Les premiers mois de cette nouvelle cohabitation ont néanmoins montré que le pays n’est pas ingouvernable en dépit de l’absence d’une majorité parlementaire reconnaissant le Président pour son chef.

Certes, le Gouvernement qui exceptionnellement n’a pas sollicité la confiance de l’Assemblée par un vote formel (qui sans doute aurait été de rejet), a pris garde de ne présenter que des textes ne portant pas sur des réformes de structure (comme les retraites) ou touchant les sujets sociétaux (comme la légalisation de l’euthanasie), mais répondant à l’urgence comme la loi sur le pouvoir d’achat, et de ce fait moins susceptibles de créer des oppositions dures.

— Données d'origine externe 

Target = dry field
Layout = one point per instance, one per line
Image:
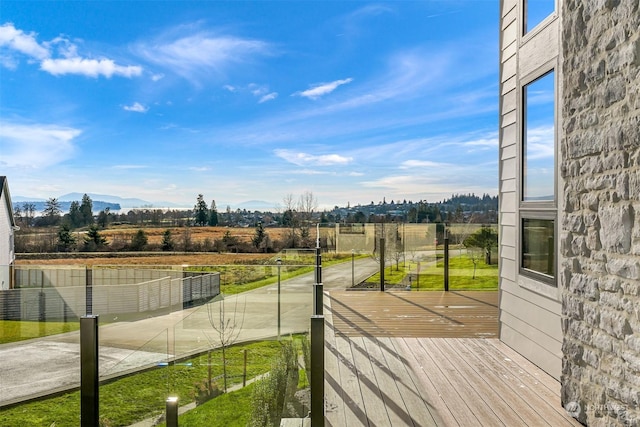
(198, 234)
(158, 258)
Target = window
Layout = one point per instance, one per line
(538, 169)
(535, 11)
(538, 180)
(538, 246)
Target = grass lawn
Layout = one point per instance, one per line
(431, 277)
(137, 397)
(18, 330)
(227, 410)
(235, 279)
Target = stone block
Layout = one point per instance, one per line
(616, 224)
(625, 268)
(614, 323)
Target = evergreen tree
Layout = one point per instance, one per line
(86, 209)
(167, 241)
(139, 241)
(51, 213)
(94, 240)
(213, 214)
(200, 211)
(103, 217)
(485, 238)
(75, 216)
(66, 240)
(258, 236)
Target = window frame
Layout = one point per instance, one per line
(537, 209)
(539, 24)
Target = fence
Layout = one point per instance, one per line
(61, 294)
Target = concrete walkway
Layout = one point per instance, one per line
(34, 368)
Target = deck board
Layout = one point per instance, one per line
(429, 358)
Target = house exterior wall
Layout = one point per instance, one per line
(7, 255)
(600, 236)
(530, 311)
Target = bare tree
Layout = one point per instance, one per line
(227, 328)
(307, 205)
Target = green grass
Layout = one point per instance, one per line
(460, 275)
(432, 275)
(242, 278)
(231, 409)
(18, 330)
(137, 397)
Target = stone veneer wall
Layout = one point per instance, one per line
(600, 231)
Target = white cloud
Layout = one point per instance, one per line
(19, 41)
(323, 89)
(195, 56)
(36, 146)
(69, 62)
(540, 143)
(129, 167)
(268, 97)
(410, 164)
(89, 67)
(136, 107)
(305, 159)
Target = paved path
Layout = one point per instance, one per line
(38, 367)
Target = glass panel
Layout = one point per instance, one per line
(535, 11)
(538, 246)
(538, 169)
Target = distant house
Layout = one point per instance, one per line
(570, 199)
(7, 230)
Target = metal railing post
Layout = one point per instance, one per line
(382, 255)
(446, 261)
(317, 287)
(89, 380)
(317, 371)
(171, 409)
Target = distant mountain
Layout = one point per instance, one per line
(20, 199)
(40, 206)
(251, 205)
(123, 202)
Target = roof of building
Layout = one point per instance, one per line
(4, 190)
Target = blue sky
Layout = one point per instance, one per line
(250, 100)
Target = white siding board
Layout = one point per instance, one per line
(508, 85)
(508, 152)
(507, 202)
(535, 299)
(537, 354)
(508, 135)
(508, 171)
(509, 34)
(508, 235)
(507, 6)
(508, 68)
(508, 219)
(545, 318)
(508, 186)
(508, 119)
(509, 102)
(539, 50)
(509, 17)
(508, 252)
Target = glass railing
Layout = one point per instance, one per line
(202, 334)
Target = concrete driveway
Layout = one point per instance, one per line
(41, 366)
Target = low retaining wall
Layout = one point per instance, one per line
(68, 302)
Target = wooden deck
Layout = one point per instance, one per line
(424, 359)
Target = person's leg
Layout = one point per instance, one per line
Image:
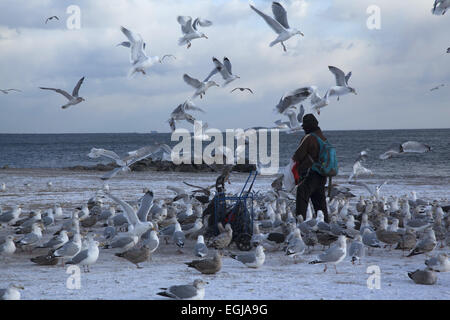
(318, 197)
(303, 194)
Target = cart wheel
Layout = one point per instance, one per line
(243, 242)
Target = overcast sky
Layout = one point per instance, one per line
(393, 69)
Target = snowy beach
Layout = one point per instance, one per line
(279, 278)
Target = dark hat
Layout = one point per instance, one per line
(309, 121)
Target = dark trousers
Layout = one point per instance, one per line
(312, 187)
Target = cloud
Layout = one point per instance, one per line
(393, 68)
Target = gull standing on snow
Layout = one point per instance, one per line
(195, 291)
(341, 88)
(251, 259)
(138, 58)
(189, 29)
(73, 98)
(199, 86)
(333, 255)
(224, 69)
(280, 24)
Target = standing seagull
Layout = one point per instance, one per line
(200, 86)
(139, 60)
(341, 88)
(279, 24)
(190, 31)
(74, 98)
(224, 69)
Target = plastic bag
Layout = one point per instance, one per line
(288, 176)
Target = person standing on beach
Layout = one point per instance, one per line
(312, 184)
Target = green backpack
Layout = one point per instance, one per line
(327, 165)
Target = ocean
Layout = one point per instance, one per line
(67, 150)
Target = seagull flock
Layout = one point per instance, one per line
(132, 230)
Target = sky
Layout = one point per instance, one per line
(393, 67)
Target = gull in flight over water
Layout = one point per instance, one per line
(138, 58)
(51, 18)
(280, 24)
(224, 69)
(292, 98)
(199, 86)
(133, 157)
(341, 87)
(189, 29)
(74, 98)
(440, 7)
(242, 89)
(6, 91)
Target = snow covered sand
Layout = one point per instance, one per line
(115, 278)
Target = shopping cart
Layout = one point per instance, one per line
(238, 212)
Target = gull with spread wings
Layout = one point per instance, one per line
(73, 98)
(189, 29)
(280, 24)
(224, 69)
(138, 58)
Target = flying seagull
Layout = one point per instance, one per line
(51, 18)
(138, 58)
(242, 89)
(341, 87)
(224, 69)
(133, 157)
(280, 24)
(440, 7)
(199, 86)
(292, 98)
(437, 87)
(189, 29)
(74, 98)
(6, 91)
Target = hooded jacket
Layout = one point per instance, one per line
(308, 152)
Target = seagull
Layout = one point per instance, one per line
(11, 293)
(333, 255)
(440, 7)
(292, 98)
(195, 291)
(199, 86)
(138, 58)
(6, 91)
(280, 24)
(51, 18)
(341, 87)
(242, 89)
(318, 102)
(133, 157)
(189, 29)
(224, 69)
(437, 87)
(373, 191)
(74, 98)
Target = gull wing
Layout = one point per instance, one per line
(191, 81)
(64, 93)
(186, 24)
(280, 14)
(339, 75)
(77, 87)
(275, 25)
(132, 216)
(95, 153)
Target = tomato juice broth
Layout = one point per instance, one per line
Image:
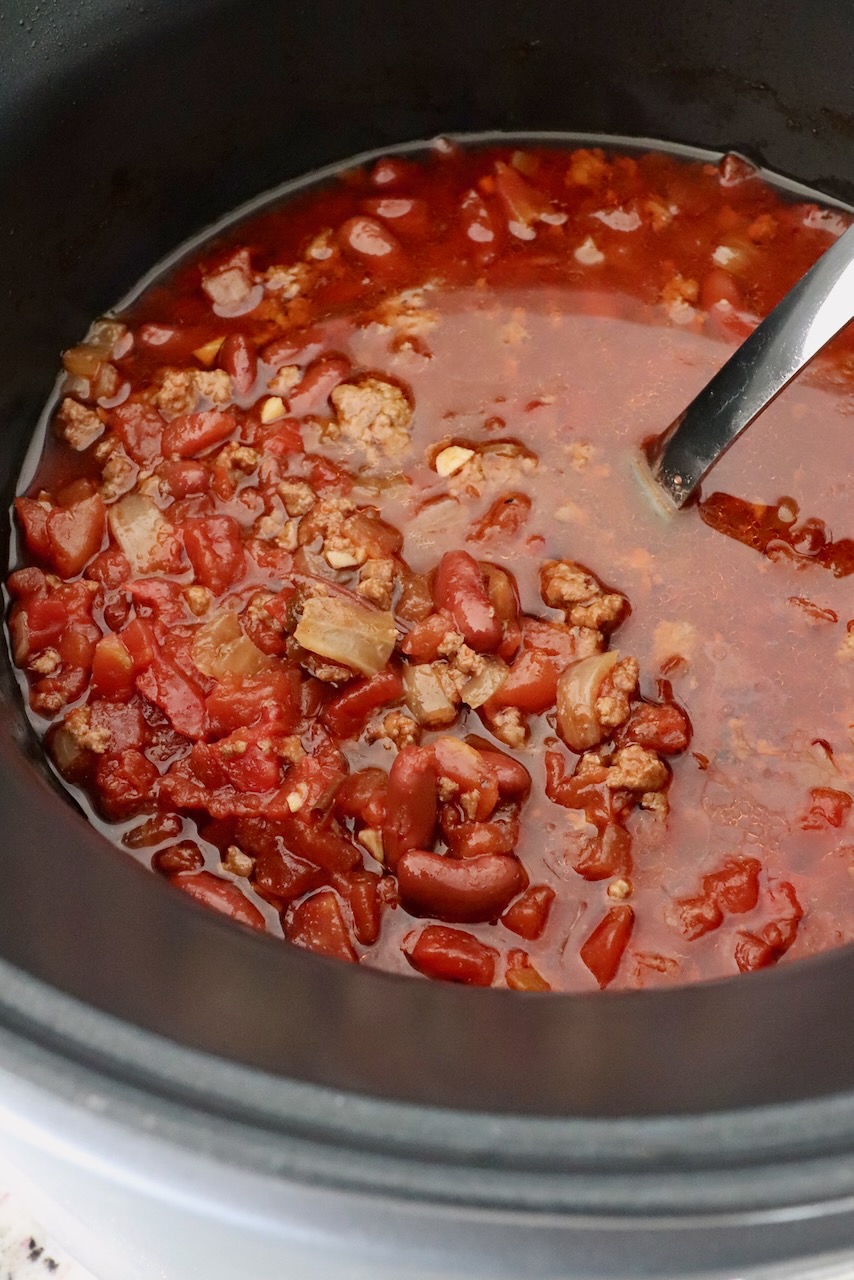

Il n’empêche que nonobstant des extrêmes très renforcés par rapport aux mandatures précédentes (poussée de la NUPES (4) à gauche et du Rassemblement national à droite, qui obtient un nombre record de députés (5)), le Gouvernement appuyé par les groupes Renaissance et ses alliés d’Horizon et du Modem (249 députés au total) a pu faire approuver, non certes sans mal et sans cris, trois textes : le projet de loi sur le pouvoir d’achat, le budget rectificatif et le projet de loi sanitaire.

Il a pu y parvenir grâce essentiellement au soutien du groupe Les Républicains (LR)(62 députés), que ce dernier a dûment monnayé contre l’adoption d’amendements qui lui tenaient à coeur. Ce parti-pris louable de responsabilité républicaine (ne pas paralyser le pays) est néanmoins risqué, car il floute encore plus l’image de LR dont l’identité idéologique est à reconstruire. C’est sans doute parce que LR est conscient de la nécessité de cette reconstruction préalable (et accessoirement celle de se trouver les chefs capables et crédibles qui lui manquent cruellement – on l’a vu à la Présidentielle), et donc n’a pas d’intérêt à précipiter une dissolution dont il ne tirerait aucun avantage, qu’il s’est résolu à ce pis-aller d’un soutien conditionnel et à géométrie variable, dont il espère que l’opinion lui saura gré malgré tout.

Pour autant, si le Gouvernement a su rester à flot en navigant à la godille au cours de ces trois premiers mois, ce n’est pas exonérer le système constitutionnel actuel – celui du “régime semi-présidentiel” brillamment théorisé par Maurice Duverger – de ses déficiences, voire de ses tares, qui sont considérables. Ceci fera l’objet d’un prochain billet.  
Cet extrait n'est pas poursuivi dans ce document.